I hate getting MRIs.  Ugh.
A couple of years ago, I said, "Look, I don't think you're being direct with me.  You say you don't mind me saying home, but you act angry around me, and I think this has something to do with it."  He denied it.  I said, "I'm willing to go back to work.  I liked working, and Katherine is older, and in many ways I'd enjoy it - colleagues, using my brain, making money, all of that.  But I'm not willing to do everything around the house that I do now if I'm also working; I'd need help.  Would you be willing to help with housework and do dinner two or three nights a week (out of seven!)?"

He said, "No."  I had to say, "Are you kidding?" because my denial was deep, and it didn't occur to me then (or now) how that could be a sane answer.  I said, "I will not work, then come home, make you dinner, serve it, clean it, do all of the homework projects with the girl, vacuum, walk the dog, etc.....while you watch TV."  He got mad at me (huh? isn't that backwards?) and walked away.


It is one of the few times in our marriage I showed a backbone, refusing to go back to work under those circumstances.  I knew that if I DID return to work, and he still expected me to do everything, it would be the final straw for our marriage.  The only thing that made it "okay" (definitely quotes around that word) for me to do everything with our daughter and house was that he worked and I didn't.
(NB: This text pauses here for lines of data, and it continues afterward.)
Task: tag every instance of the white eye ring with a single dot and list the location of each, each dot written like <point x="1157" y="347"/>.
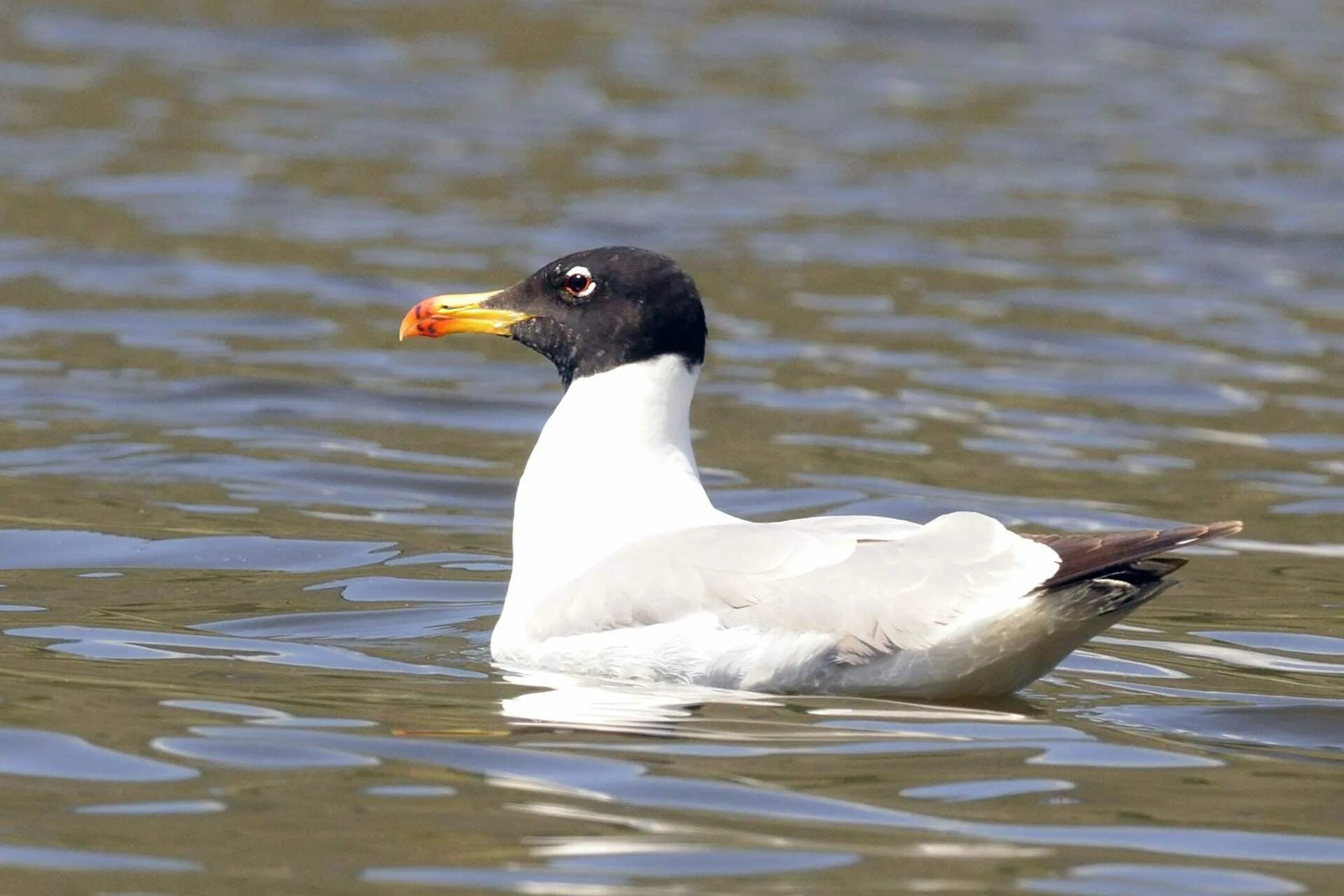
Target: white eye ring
<point x="578" y="282"/>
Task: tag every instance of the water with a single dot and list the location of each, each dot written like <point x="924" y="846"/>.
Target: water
<point x="1073" y="265"/>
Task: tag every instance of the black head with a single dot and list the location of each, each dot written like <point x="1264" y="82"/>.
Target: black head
<point x="588" y="312"/>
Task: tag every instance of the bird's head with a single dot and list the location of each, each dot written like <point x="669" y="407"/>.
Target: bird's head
<point x="588" y="312"/>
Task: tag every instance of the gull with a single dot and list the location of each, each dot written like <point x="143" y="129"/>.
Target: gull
<point x="622" y="568"/>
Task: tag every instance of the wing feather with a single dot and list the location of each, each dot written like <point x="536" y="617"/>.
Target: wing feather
<point x="872" y="584"/>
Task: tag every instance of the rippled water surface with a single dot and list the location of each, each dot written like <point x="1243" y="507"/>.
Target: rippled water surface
<point x="1077" y="265"/>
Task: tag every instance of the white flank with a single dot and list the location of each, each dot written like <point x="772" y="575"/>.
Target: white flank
<point x="622" y="568"/>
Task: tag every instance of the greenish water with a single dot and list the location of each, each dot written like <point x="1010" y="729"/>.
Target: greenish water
<point x="1073" y="265"/>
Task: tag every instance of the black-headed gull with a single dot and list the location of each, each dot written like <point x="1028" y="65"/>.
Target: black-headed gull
<point x="624" y="570"/>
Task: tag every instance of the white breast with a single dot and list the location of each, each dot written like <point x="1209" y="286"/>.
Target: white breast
<point x="613" y="465"/>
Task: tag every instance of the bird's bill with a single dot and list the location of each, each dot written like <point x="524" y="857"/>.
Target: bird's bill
<point x="463" y="314"/>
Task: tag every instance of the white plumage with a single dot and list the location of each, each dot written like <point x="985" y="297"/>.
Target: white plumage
<point x="624" y="568"/>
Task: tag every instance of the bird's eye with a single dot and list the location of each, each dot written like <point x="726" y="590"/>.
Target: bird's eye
<point x="578" y="281"/>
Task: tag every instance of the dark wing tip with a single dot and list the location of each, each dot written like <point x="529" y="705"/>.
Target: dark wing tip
<point x="1085" y="556"/>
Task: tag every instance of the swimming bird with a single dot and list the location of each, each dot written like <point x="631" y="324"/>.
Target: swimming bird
<point x="622" y="568"/>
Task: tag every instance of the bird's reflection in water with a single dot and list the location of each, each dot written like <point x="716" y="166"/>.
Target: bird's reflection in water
<point x="559" y="700"/>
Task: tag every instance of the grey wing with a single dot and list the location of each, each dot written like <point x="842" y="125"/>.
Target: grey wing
<point x="870" y="584"/>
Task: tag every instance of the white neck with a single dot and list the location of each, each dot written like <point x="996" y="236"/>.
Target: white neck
<point x="613" y="465"/>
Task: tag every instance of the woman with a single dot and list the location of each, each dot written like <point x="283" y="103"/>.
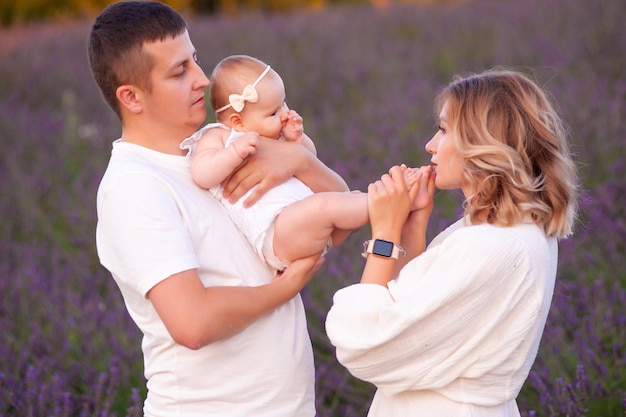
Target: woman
<point x="453" y="329"/>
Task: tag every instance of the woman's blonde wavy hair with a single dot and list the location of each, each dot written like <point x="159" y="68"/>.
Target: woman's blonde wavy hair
<point x="515" y="151"/>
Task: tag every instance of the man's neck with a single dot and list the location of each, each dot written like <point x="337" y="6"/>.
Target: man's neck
<point x="160" y="140"/>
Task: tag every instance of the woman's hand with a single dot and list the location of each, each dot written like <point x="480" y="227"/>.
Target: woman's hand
<point x="389" y="202"/>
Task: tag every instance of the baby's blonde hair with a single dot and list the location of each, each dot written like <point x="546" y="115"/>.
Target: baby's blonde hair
<point x="230" y="76"/>
<point x="515" y="150"/>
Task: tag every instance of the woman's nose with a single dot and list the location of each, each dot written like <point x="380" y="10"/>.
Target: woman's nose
<point x="431" y="146"/>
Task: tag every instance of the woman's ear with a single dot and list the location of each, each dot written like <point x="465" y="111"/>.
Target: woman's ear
<point x="129" y="97"/>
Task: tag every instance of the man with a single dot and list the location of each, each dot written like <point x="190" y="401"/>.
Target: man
<point x="222" y="335"/>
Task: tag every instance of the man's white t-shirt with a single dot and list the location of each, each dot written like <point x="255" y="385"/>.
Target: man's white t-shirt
<point x="153" y="221"/>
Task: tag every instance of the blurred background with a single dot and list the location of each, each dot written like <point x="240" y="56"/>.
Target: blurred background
<point x="363" y="74"/>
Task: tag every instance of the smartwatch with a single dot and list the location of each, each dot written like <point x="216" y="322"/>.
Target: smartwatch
<point x="382" y="248"/>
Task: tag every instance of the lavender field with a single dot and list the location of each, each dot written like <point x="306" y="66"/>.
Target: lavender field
<point x="364" y="80"/>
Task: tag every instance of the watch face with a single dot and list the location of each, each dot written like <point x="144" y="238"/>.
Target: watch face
<point x="383" y="248"/>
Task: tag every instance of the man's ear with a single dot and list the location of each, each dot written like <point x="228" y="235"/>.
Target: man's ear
<point x="129" y="97"/>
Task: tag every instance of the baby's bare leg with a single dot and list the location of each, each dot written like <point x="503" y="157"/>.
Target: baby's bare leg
<point x="304" y="227"/>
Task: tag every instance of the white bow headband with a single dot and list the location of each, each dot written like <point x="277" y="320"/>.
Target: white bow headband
<point x="238" y="101"/>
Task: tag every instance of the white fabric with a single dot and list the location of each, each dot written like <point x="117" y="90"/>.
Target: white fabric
<point x="457" y="332"/>
<point x="256" y="221"/>
<point x="153" y="221"/>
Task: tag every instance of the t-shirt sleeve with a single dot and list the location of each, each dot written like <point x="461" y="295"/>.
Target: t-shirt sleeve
<point x="448" y="315"/>
<point x="141" y="236"/>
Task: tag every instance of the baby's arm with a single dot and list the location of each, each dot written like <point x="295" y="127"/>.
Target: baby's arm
<point x="294" y="132"/>
<point x="212" y="163"/>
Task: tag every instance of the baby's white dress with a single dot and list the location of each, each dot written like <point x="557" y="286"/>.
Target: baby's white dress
<point x="255" y="222"/>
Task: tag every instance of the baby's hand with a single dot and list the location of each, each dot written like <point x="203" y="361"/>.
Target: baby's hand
<point x="294" y="127"/>
<point x="245" y="145"/>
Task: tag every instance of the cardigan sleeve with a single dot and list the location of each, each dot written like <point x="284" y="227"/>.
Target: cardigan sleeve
<point x="463" y="309"/>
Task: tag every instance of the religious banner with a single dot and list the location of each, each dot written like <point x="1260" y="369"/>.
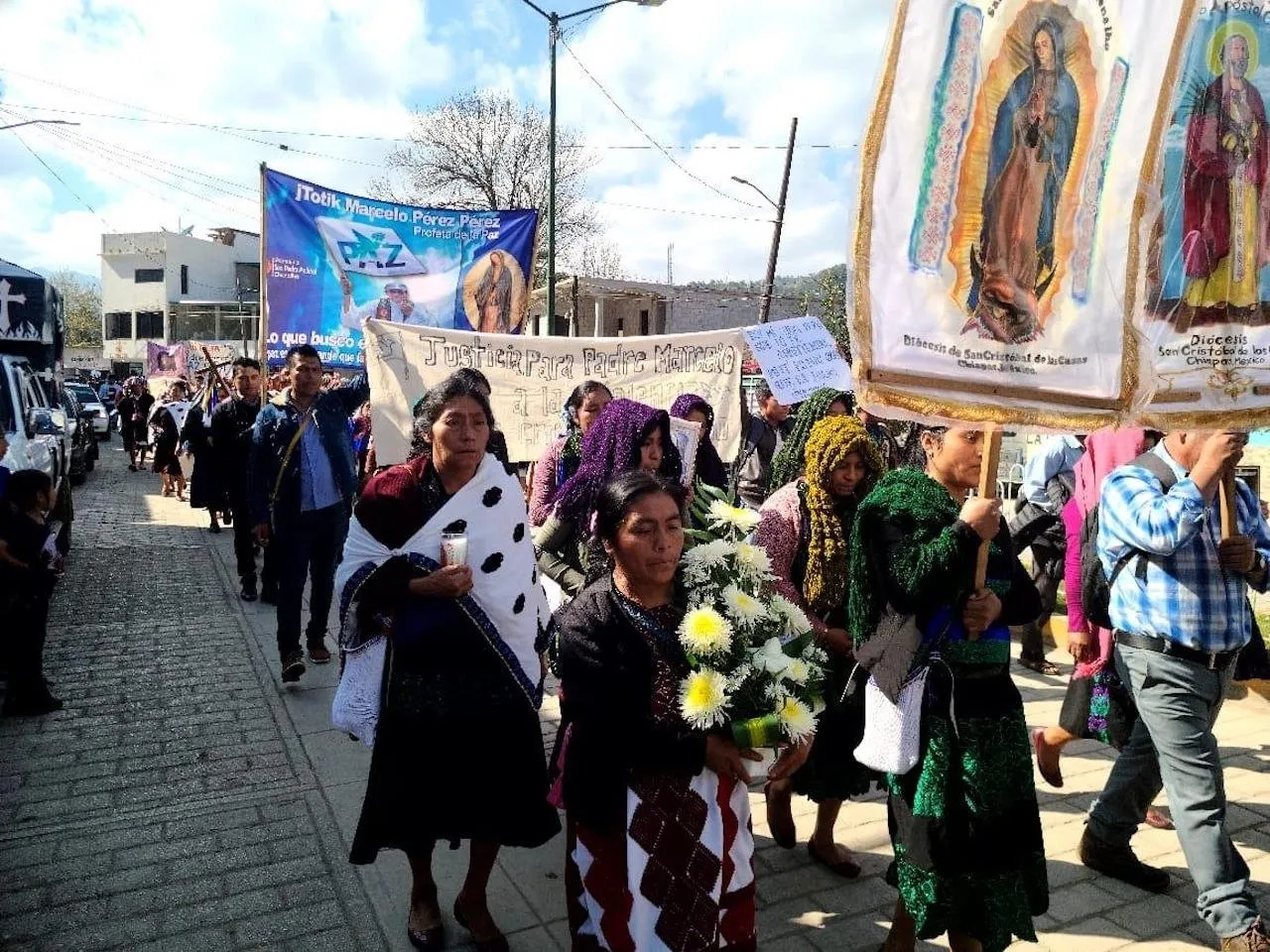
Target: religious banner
<point x="532" y="377"/>
<point x="333" y="261"/>
<point x="798" y="356"/>
<point x="1206" y="226"/>
<point x="166" y="359"/>
<point x="998" y="173"/>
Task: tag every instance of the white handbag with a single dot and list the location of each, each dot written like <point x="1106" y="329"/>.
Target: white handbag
<point x="893" y="731"/>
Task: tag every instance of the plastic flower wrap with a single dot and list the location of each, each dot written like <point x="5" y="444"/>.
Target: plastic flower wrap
<point x="754" y="665"/>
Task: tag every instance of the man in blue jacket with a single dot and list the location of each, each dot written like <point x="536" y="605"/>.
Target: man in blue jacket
<point x="303" y="483"/>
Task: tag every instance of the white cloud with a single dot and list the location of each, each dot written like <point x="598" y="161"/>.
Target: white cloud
<point x="702" y="72"/>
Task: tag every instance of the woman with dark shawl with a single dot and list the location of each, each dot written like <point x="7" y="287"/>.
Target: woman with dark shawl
<point x="659" y="843"/>
<point x="562" y="457"/>
<point x="708" y="467"/>
<point x="964" y="823"/>
<point x="806" y="527"/>
<point x="453" y="722"/>
<point x="788" y="462"/>
<point x="627" y="435"/>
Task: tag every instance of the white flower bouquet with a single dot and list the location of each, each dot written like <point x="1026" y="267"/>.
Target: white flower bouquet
<point x="756" y="666"/>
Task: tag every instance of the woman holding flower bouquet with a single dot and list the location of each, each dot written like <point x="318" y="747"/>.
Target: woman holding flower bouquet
<point x="806" y="529"/>
<point x="626" y="435"/>
<point x="636" y="777"/>
<point x="965" y="828"/>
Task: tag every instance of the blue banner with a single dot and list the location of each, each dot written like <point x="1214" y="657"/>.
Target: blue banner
<point x="333" y="259"/>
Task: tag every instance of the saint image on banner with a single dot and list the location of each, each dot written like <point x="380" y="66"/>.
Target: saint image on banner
<point x="1030" y="154"/>
<point x="1214" y="236"/>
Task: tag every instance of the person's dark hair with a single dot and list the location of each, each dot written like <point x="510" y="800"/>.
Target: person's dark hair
<point x="303" y="350"/>
<point x="472" y="376"/>
<point x="22" y="492"/>
<point x="434" y="405"/>
<point x="613" y="504"/>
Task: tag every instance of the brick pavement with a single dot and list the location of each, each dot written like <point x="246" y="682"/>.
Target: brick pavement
<point x="221" y="803"/>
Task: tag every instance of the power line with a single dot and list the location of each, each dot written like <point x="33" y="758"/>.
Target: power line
<point x="653" y="141"/>
<point x="362" y="137"/>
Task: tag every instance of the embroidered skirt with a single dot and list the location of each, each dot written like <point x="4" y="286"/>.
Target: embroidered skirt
<point x="680" y="878"/>
<point x="964" y="823"/>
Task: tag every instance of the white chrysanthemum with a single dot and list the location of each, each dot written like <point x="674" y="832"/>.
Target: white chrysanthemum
<point x="790" y="616"/>
<point x="705" y="633"/>
<point x="733" y="516"/>
<point x="797" y="719"/>
<point x="703" y="698"/>
<point x="771" y="657"/>
<point x="742" y="607"/>
<point x="753" y="560"/>
<point x="798" y="671"/>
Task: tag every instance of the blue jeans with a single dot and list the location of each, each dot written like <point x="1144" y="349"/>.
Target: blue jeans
<point x="307" y="547"/>
<point x="1173" y="747"/>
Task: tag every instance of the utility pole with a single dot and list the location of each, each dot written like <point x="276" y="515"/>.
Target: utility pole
<point x="765" y="308"/>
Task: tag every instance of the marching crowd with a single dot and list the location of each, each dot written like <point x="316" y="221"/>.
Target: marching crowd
<point x="875" y="536"/>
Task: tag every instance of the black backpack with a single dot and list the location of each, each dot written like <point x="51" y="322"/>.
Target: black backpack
<point x="1095" y="584"/>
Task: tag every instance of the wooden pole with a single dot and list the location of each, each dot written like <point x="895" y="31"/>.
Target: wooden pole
<point x="987" y="490"/>
<point x="1228" y="495"/>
So during all this time, I did the stay at home mom thing.  I am a great cook, making food from around the world, from scratch, on a budget, using mostly organic, local ingredients.  I grew vegetables in a garden that I tended by planting, weeding, watering, mulching, and we ate those veggies.  I kept the house clean and tidy, to the point where girlfriends who came over would comment "How come your house is always clean?!"  I did the grocery shopping, the clothes shopping, the household minor repairs.  I entertained family at holidays.  I managed our social calendar.  I volunteered - at Katherine's school (class librarian, tutor, field trips, teacher's helper, etc.), at church, at a homeless shelter, at a GED program for teen moms, and I did fundraising for cancer charities (a LOT of fundraising).  I did odd jobs, including working as a patient ambassador for a major drug company, speaking to cancer patients.  I cut coupons (for some a joy, for me a miserable job) and remembered to use them.  I ran a "green" household, using vinegar and baking soda as cleaning agents.  I did birthday parties not only for Tessa and Bryan, but for friends and family members.  The list is much longer, but you get the idea.


In short, I did what a lot of stay at home moms did, and I did it well.  I worked hard, and yes, sometimes I went for a walk with a friend, and sometimes a mom or two would come over at 4pm for a playdate with their kids and the ladies would open a bottle of wine and relax together.  But I also worked hard.  Really hard.